Well, for starters, it's because you were only looking at a graphic...sports were never mentioned.  This would make it hard to be clear about the sports thing.

Anyway, the answer is that those sports have this thing called a bouncy ball, which, while not truly random, is unpredictable enough to be impossible to control by human beings in many situations even when playing at the highest degree of skill.  And before you even try to pounce on that, I'm talking about bad bounces on a kickoff, or a weird angle off the rim, etc.  If a football player fumbles (i.e. commits a blunder), that's not luck.  That's the player's mistake.  If a player misses the final free throw and loses the game, that's not "luck" even if most NBA players sink 85%-90% of their free throws.

glamdring27

So basically luck doesn't exist at all.  In any form.  Anywhere.

DjonniDerevnja
Colin20G wrote:

Luck has no precise meaning in these activities. Luck is only a whining word from the entitled losing player. Luck is what occurs in expressions like "aargh you're lucky you don't win because your skills but because your luck". Believe me I was into backgammon for years, I do know that the typical bg player "wins because of his skills, lose because he's unlucky".

 

The losing player is the creator of the winners luck. When he generously blunders he creates huge  luck for the winner. Pure luck is the losers present. If the loser is good at chess he deeply understands that his opponent won because of luck.  The loser knows, because he made that luck.

Losers makes luck.  Winners takes luck.

Richard_Hunter
btickler wrote:
Richard_Hunter wrote:

 It's not clear to me from this post why Chess is 'Pure Skill' whilst football, basketball etc are not.

Well, for starters, it's because you were only looking at a graphic...sports were never mentioned.  This would make it hard to be clear about the sports thing.
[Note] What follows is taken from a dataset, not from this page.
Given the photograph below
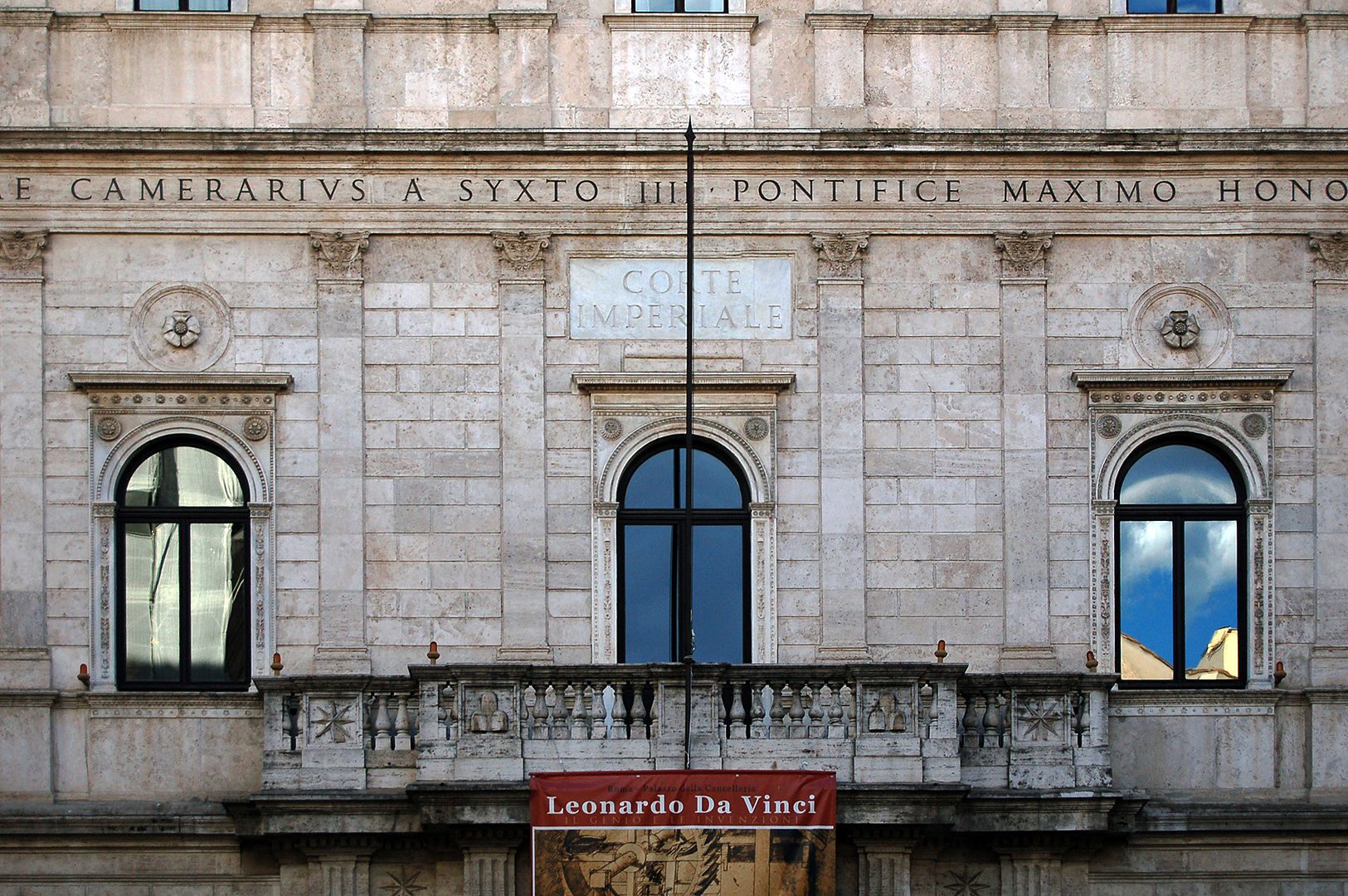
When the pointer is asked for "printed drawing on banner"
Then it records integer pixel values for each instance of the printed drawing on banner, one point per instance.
(684, 833)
Anyway, the answer is that those sports have this thing called a bouncy ball, which, while not truly random, is unpredictable enough to be impossible to control by human beings in many situations even when playing at the highest degree of skill.  And before you even try to pounce on that, I'm talking about bad bounces on a kickoff, or a weird angle off the rim, etc.  If a football player fumbles (i.e. commits a blunder), that's not luck.  That's the player's mistake.  If a player misses the final free throw and loses the game, that's not "luck" even if most NBA players sink 85%-90% of their free throws.

The bounce of the ball in football is entirely deterministic. If it were not, the laws of physics would have to be completely rewritten. Skilful players are able to take advantage of that. If Chess is 100% skill, I don't see how football isn't too.

 

varelse1

Luck is not a pesence. It is an absence.

An  absence of predictibiity. An absence of controlability.

As such say you do not believe in luck is an oxymoron.

There is nothing in luck,  to be be believed. Luck is the absence of other things, that can be believed.